Fin février, le Conseil de l’Europe organisait une grande conférence sur le thème « Pauvreté et Inégalités dans les pays des droits humains : le paradoxe des démocraties ». Rassemblant plus de 400 personnes de 55 pays différents pendant deux jours, le programme a octroyé une belle place à l’idée du revenu de base inconditionnel. Tentative de synthèse.

Il faut bien l’admettre : nous étions sceptiques en arrivant dans le quartier européen de Strasbourg.
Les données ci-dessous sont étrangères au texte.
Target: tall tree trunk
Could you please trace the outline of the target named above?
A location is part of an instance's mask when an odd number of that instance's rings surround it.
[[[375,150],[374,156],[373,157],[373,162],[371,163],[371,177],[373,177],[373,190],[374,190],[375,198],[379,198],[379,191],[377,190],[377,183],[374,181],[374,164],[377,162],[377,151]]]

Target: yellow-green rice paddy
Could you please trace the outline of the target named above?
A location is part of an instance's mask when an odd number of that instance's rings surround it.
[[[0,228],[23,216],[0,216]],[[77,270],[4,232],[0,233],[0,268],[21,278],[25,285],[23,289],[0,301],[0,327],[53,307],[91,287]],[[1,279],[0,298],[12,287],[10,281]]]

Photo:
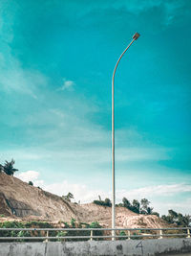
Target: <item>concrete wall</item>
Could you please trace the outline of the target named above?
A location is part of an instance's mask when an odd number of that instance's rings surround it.
[[[159,256],[190,252],[191,239],[0,243],[0,256]]]

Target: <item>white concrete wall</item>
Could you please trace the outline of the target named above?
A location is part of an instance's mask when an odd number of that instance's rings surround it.
[[[159,256],[172,252],[191,255],[191,239],[0,243],[0,256]]]

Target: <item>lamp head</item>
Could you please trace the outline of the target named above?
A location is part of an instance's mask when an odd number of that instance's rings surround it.
[[[133,35],[133,39],[137,40],[139,36],[140,36],[140,35],[137,32],[137,33]]]

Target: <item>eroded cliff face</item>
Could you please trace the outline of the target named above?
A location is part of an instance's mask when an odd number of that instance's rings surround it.
[[[112,209],[94,203],[75,204],[22,180],[0,173],[0,215],[23,221],[81,222],[98,221],[111,226]],[[116,208],[117,227],[162,227],[157,216],[138,215],[124,207]]]
[[[76,206],[60,197],[0,174],[0,214],[38,220],[78,220]]]

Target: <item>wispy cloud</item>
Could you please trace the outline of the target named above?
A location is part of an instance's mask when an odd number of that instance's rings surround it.
[[[74,85],[75,85],[75,83],[74,81],[64,79],[63,85],[57,90],[59,90],[59,91],[64,91],[64,90],[73,91]]]
[[[67,179],[47,184],[45,180],[39,179],[40,174],[34,171],[23,172],[20,175],[17,174],[16,176],[23,181],[32,180],[35,186],[40,185],[44,190],[58,196],[63,196],[68,194],[68,192],[71,192],[74,196],[74,200],[80,200],[81,203],[92,202],[93,200],[97,199],[98,196],[100,196],[102,199],[105,198],[111,198],[112,195],[111,191],[91,189],[84,184],[71,183]],[[181,209],[182,213],[188,213],[189,210],[191,210],[191,208],[188,207],[188,205],[190,205],[188,203],[190,202],[190,198],[184,198],[183,201],[179,201],[177,203],[171,201],[160,202],[162,198],[168,198],[168,197],[181,195],[185,192],[191,193],[191,184],[176,183],[147,186],[133,190],[117,190],[117,202],[121,202],[124,197],[130,200],[135,198],[140,200],[141,198],[146,198],[150,200],[152,198],[151,204],[161,214],[166,214],[167,210],[172,208]]]

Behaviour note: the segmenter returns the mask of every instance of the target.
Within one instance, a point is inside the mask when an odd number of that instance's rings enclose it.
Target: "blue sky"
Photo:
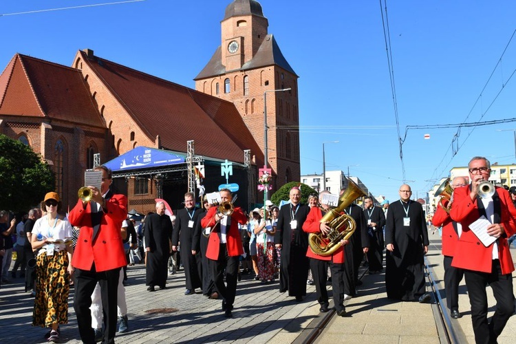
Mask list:
[[[70,65],[78,50],[90,48],[194,88],[193,78],[220,44],[220,21],[230,0],[146,0],[8,15],[109,2],[2,0],[0,69],[17,52]],[[322,142],[339,140],[325,145],[327,171],[349,166],[373,194],[397,199],[403,173],[380,2],[259,2],[269,33],[300,76],[301,173],[321,173]],[[516,117],[516,80],[510,78],[516,37],[509,43],[516,1],[398,0],[387,6],[402,136],[407,125]],[[516,123],[462,128],[455,155],[456,128],[409,130],[403,161],[413,196],[474,155],[516,162],[510,129]]]

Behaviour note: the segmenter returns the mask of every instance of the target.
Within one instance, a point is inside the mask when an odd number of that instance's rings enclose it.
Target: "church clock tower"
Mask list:
[[[235,104],[262,150],[267,104],[268,167],[272,169],[274,192],[300,178],[298,76],[268,27],[258,1],[233,1],[221,22],[221,45],[195,80],[197,91]]]

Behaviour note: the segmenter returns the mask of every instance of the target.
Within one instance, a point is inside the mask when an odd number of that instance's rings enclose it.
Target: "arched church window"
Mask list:
[[[247,75],[244,77],[244,95],[249,95],[249,76]]]

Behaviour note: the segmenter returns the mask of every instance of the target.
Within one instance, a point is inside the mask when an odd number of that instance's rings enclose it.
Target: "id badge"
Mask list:
[[[403,217],[403,226],[405,227],[410,226],[410,217]]]
[[[47,256],[53,256],[54,255],[54,244],[49,244],[47,245]]]

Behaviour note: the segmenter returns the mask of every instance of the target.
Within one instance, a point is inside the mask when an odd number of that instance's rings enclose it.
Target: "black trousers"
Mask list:
[[[502,275],[498,259],[493,260],[491,273],[471,270],[464,270],[464,272],[471,305],[475,341],[477,344],[496,343],[496,338],[514,312],[512,274]],[[493,289],[496,299],[496,310],[491,323],[487,321],[486,287],[488,284]]]
[[[92,294],[97,282],[100,286],[103,311],[104,312],[104,340],[103,343],[115,343],[116,333],[117,300],[120,268],[97,272],[94,264],[91,270],[75,269],[75,297],[74,309],[77,315],[79,334],[83,343],[94,344],[95,334],[92,328]]]
[[[310,270],[315,285],[317,302],[321,305],[325,305],[326,307],[328,306],[328,291],[326,289],[326,281],[328,279],[327,267],[327,261],[310,258]]]
[[[345,310],[344,290],[346,283],[346,267],[344,263],[330,263],[330,270],[332,272],[332,293],[333,303],[337,312]]]
[[[221,244],[219,248],[218,259],[210,259],[211,276],[213,278],[215,288],[218,293],[222,295],[228,310],[233,309],[235,297],[237,294],[239,257],[228,255],[226,244]],[[224,269],[226,270],[226,284],[224,284]]]
[[[464,270],[451,266],[453,257],[444,256],[444,290],[446,303],[450,310],[459,310],[459,283],[464,277]]]

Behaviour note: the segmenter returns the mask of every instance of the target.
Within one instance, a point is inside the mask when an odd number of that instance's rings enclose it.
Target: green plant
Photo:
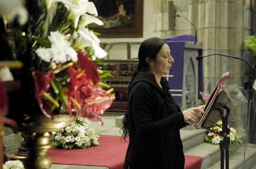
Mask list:
[[[245,45],[253,52],[256,56],[256,36],[254,35],[249,36],[244,40]]]

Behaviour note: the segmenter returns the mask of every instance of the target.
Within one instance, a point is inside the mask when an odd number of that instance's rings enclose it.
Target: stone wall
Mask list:
[[[11,128],[4,127],[4,146],[6,148],[4,153],[7,155],[14,154],[20,146],[23,138],[20,133],[14,133]]]

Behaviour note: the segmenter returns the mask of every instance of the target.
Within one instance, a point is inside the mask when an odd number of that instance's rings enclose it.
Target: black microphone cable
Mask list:
[[[251,104],[252,104],[252,92],[253,92],[253,88],[252,88],[252,68],[249,63],[247,61],[246,61],[246,60],[245,60],[245,59],[241,58],[240,58],[230,56],[229,55],[225,55],[223,54],[213,54],[208,55],[206,55],[205,56],[203,56],[202,55],[200,55],[197,56],[196,57],[196,59],[197,60],[201,60],[204,58],[205,58],[212,55],[219,55],[219,56],[227,57],[228,58],[231,58],[234,59],[242,60],[243,61],[245,62],[246,63],[246,64],[248,65],[248,67],[249,67],[249,68],[250,69],[250,72],[249,72],[249,81],[246,81],[243,83],[243,85],[244,85],[243,88],[245,89],[245,90],[247,90],[248,88],[249,89],[249,108],[248,119],[248,125],[247,126],[247,131],[246,132],[245,144],[245,150],[244,151],[244,155],[243,155],[243,169],[245,169],[245,151],[246,149],[246,146],[247,146],[247,144],[248,140],[249,124],[250,122],[250,116],[251,107]]]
Invités par le Conseil de l’Europe à discuter de pauvreté et d’inégalités, comment ne pas craindre de participer à une énième conférence sur la pauvreté où la solution phare du revenu de base serait encore une fois passablement éludée ? Nous avons eu plaisir à nous tromper : le revenu de base était bien au programme, et pas qu’un peu.

« Déstigmatiser les politiques de lutte contre la pauvreté, c’est notre message aujourd’hui »

Dès les premières minutes de son allocution d’ouverture, la grande organisatrice de l’événement, Gilda Farrell, mettait les pieds dans le plat :

Comment pouvons nous envisager une sortie à cette situation s’il n’y a pas de discussions entre nous sur l’allocation universelle, le salaire minimum garanti ou d’autres mesures à imaginer ensemble pour éviter les stigmatisations et activer le potentiel créatif de chacun ?

Ancienne commissaire européenne, et chef de la Division pour le développement de la cohésion sociale du Conseil de l’Europe, c’est Gilda Farrell qui a tout fait pour que le revenu de base sorte du milieu académique et fasse partie des thèmes phares de cette conférence. Plus de deux ans de préparation pour réunir politiques, économistes, ONG, activistes et pour mettre en avant les sujets des biens communs, du gaspillage et du revenu de base dans le débat public. Un soutien de poids qui explique probablement pourquoi des avocats phares du revenu de base faisaient partie des intervenants à la tribune de cette conférence : Guy Standing, Louise Haagh, Yannick Vanderborght, Jean-Paul Brasseur du mouvement belge Vivant, ou encore Magdalena Sepulveda (la fameuse rapporteur de l’ONU qui a récemmentpressé le gouvernement namibien de remettre à jour l’idée d’un revenu de base national).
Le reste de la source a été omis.